Was The Las Vegas Shooting An Act Of Terrorism? Here's What We Know So Far

by Julia Guerra

What is now being recognized as the deadliest mass shooting in U.S. history took place on Sunday, Oct. 1, during the Route 91 Harvest Festival at the Mandalay Bay Hotel and Casino in Las Vegas, Nevada. The shooter opened fire from the 32nd floor of the hotel around 10 p.m. local time during country singer Jason Aldean's set, killing 50 people in total and wounding approximately 400 more. Given the extent of the killings, and recent acts of terrorism in similar settings, we can't help wondering, was the Las Vegas shooting terrorism? According to police, there is no evidence to assume the shooter acted beyond their own accord.

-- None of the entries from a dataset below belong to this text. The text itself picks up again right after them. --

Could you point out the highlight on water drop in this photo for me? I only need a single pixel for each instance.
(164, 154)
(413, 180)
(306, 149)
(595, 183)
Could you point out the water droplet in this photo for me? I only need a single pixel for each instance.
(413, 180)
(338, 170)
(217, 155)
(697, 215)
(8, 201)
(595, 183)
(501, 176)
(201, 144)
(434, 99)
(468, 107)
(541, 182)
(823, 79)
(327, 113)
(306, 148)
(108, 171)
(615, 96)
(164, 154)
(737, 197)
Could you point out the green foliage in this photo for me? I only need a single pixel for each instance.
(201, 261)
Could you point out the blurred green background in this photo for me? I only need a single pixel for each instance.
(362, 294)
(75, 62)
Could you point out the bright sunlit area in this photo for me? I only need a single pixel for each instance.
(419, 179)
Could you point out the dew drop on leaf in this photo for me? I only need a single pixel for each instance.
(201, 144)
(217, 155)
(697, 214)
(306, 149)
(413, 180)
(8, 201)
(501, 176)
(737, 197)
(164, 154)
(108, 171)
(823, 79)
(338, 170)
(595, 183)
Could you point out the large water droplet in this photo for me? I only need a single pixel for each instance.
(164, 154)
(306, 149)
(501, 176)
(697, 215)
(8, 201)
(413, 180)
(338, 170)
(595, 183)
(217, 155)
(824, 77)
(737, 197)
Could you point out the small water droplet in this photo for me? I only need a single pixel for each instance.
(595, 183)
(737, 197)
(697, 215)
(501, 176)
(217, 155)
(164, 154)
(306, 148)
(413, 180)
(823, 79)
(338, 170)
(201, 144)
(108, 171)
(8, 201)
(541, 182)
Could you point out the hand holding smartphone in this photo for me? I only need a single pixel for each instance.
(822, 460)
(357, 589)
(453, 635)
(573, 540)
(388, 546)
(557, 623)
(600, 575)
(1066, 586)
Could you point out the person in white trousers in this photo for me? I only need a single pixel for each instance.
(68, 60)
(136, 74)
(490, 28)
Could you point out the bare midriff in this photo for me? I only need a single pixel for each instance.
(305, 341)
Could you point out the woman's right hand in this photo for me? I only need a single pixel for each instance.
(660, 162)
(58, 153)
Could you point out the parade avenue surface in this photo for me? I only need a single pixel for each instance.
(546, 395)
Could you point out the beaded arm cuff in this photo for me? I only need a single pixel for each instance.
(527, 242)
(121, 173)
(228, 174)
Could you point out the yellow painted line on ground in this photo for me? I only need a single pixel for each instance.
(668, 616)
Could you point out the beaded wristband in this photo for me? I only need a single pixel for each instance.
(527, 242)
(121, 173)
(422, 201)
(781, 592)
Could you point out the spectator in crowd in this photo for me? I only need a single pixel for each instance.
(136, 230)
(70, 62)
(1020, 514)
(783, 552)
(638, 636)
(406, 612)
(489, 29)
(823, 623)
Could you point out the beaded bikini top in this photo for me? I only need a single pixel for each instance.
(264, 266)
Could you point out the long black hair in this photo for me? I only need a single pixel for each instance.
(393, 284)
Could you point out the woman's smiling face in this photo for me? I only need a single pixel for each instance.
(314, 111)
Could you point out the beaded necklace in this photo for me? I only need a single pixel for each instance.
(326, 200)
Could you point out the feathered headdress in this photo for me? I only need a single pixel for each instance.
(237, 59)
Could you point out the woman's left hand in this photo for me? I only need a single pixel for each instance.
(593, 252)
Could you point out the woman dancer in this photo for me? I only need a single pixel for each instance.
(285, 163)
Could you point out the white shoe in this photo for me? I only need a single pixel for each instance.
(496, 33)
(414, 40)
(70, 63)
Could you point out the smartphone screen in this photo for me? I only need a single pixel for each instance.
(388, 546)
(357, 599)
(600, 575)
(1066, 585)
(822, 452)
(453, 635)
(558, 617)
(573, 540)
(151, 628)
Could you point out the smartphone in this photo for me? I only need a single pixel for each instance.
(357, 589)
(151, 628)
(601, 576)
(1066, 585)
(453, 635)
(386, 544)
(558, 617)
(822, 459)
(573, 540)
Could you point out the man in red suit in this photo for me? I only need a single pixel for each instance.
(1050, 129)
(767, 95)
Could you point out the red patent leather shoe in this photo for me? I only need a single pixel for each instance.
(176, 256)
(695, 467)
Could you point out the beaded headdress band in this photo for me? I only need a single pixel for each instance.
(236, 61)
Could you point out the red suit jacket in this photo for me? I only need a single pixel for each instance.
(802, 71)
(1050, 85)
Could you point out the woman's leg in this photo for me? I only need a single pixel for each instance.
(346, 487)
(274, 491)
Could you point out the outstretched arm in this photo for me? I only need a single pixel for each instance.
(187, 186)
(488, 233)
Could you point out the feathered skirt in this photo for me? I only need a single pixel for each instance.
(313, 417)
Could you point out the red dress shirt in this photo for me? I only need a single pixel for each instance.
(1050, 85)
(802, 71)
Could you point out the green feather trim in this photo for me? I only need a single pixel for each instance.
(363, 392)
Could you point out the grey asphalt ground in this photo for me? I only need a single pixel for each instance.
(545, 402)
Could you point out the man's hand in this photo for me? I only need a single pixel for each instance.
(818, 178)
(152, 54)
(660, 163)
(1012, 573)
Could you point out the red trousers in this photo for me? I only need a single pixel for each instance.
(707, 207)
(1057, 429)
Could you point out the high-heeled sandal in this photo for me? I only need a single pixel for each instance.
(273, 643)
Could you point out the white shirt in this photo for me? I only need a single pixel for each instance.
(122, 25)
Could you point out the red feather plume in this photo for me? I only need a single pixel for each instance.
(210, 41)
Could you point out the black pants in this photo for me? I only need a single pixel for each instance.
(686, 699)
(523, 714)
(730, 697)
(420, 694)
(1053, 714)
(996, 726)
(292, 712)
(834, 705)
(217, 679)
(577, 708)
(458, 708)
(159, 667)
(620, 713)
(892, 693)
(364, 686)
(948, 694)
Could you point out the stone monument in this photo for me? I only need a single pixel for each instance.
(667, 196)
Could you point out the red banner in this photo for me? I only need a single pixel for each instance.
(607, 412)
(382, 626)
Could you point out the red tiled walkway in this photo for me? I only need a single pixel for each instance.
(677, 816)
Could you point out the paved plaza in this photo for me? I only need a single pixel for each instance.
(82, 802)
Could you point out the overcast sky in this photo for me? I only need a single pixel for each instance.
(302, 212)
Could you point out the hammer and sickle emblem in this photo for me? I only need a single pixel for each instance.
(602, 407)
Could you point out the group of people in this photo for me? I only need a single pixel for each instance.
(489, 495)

Update: ISIS has claimed responsibility for the shooting, but according to Reuters, U.S. officials say there is no evidence of a connection between the terrorist group and the Las Vegas shooter.

A female "associate" of the shooter was identified and located by authorities, but police say they do not believe she was involved in the shooting.

Las Vegas Police Department Sheriff Joe Lombardo has confirmed that at least 58 people were killed and over 515 were injured in the shooting. The shooter has also been confirmed dead and is not believed to have a connection to any terrorist group.

Earlier: NBC reports that the shooter was found dead in his hotel room, but authorities have found a connection to the shooter and have brought that individual in for questioning. It is unclear at this time whether or not they will be tried as a direct accomplice.

In addition to the ammo used during the attack, the shooter is reported to have, apparently, come readily prepared with additional weapons. It is clear that the attack was well thought out, but the question is, to what extent, and was there an underlying motive?

The shooter took aim and fired over the crowd of roughly 30,000 people for a duration of 10 to 15 minutes, according to witnesses. Chaos spread like wildfire as people stumbled over one another to escape the scene.

According to the Washington Post, the shooter is believed to be what is considered a “lone wolf” attacker. This means that the individual acted out violently against their victims without assignment or some kind of structured command.

“We have no idea what his belief system was,” Sheriff Joseph Lombardo stated during a news briefing. “Right now, we believe he was the sole aggressor and the scene is static.”

However, this was not the first time the shooter had a run-in with the law — although the previous run-ins were minimal. According to the Las Vegas police force, the Nevada-native gunman had past run-ins with the law, including a citation several years prior to this attack that was considered a “matter of normal practice" in the court system.

So, was this an act of terrorism, or a violent, unpredictable outbreak carried out by the gunman on his own accord?

Whatever the cause, this is, without a doubt, a completely heartbreaking, unnerving incident, and our hearts mourn for the victims and the state of our country. However, it is still unclear whether or not the mass shooting was put into action by a political agenda. It is especially important that, during this time, we allow police to sort through the evidence to uncover the truth behind the attacks, rather than jump to our own conclusions, as we have no reason to believe the shooter carried out the attack as an act of terrorism.

As details are still being confirmed, all we can do while we wait for more information to be released from the authorities is send our deepest condolences and a lot of love to those affected by the attacks. They need it now more than ever. There are also more ways for you to more directly help.

As previously stated, this is now being recognized as the deadliest mass shooting in U.S. history, surpassing the tragic incident that had taken place at the Pulse nightclub in Orlando, Florida that left 49 people dead just last year.

At this time, we do not know if this attack was an act of terrorism, but what we do know is that our country has seen enough violence, and has lost too many innocent lives as a result. All we can do is spread love to the victims, their families, and to one another in hopes that we may see an end to these attacks.